A feed amount of the N₂gas that exhibits the CD reducing effect is adjusted depending on a target reduction width that defines how much the CD value of the wafer W shall be reduced as compared to the case of performing etching by using only the deposition gas and the anisotropic etching gas (shrinking-etching step). That is, if the target reduction width is, e.g., about 10 nm, the feed amount of the N₂gas is adjusted such that a volume ratio of the feed amount of the N₂gas to a feed amount of the anisotropic etching gas becomes from about 30±5% to about 60±5%. If the target reduction width is about 25 nm, the feed amount of the N₂gas is adjusted such that a volume ratio of the feed amount of the N₂gas to the feed amount of the anisotropic etching gas becomes about 120±5%.
In the present embodiment, a relationship between the feed amounts of the H₂gas and the N₂gas is not particularly limited.

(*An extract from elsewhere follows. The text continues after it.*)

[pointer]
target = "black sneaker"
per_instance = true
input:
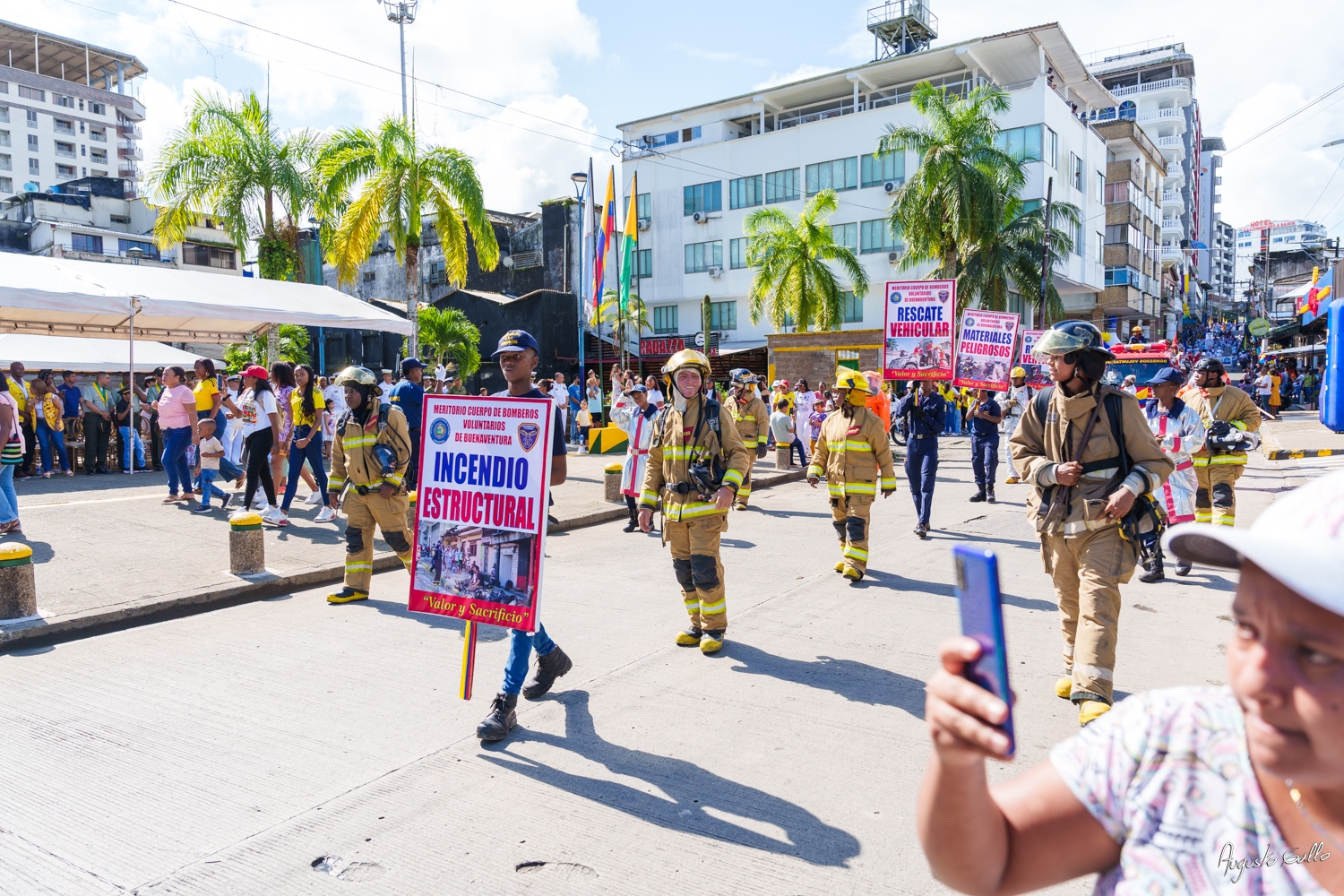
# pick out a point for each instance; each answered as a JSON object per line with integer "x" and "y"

In the present embodiment, the CHF₃gas and the CF₃I gas are used as a basic processing gas. If the uniformity of the CD values needs to be suppressed, the H₂gas is added thereto. Further, if the absolute values of the CD values need to be reduced, the N₂gas is added thereto. Furthermore, if necessary, the N₂gas and the H₂gas are both added thereto. In a non-uniformity-maintaining/shrinking-etching step, by way of adding the N₂gas to the CHF₃gas and the CF₃I gas, the CD values are reduced by a certain uniform width while the non-uniformity of the CD values of the wafer W is maintained. Such a non-uniformity-maintaining/shrinking-etching step can be used to allow wiring patterns having different opening widths to co-exist on a single wafer W and further to satisfy the recent demand for the miniaturization of the semiconductor device.
In the present embodiment, the width of the opening formed in the SiON film 52 is determined depending on a ratio of an etching rate of the SiON film 52 on the bottom portion of the opening 55 to a deposition rate of the deposit and the protective film 56 on the sidewall surface of the opening 55. Therefore, desirably, the feed amount of the CHF₃gas may be set to be larger than the feed amount of the CF₃I gas in order to form an opening having a width of a reduced CD value of the opening 55.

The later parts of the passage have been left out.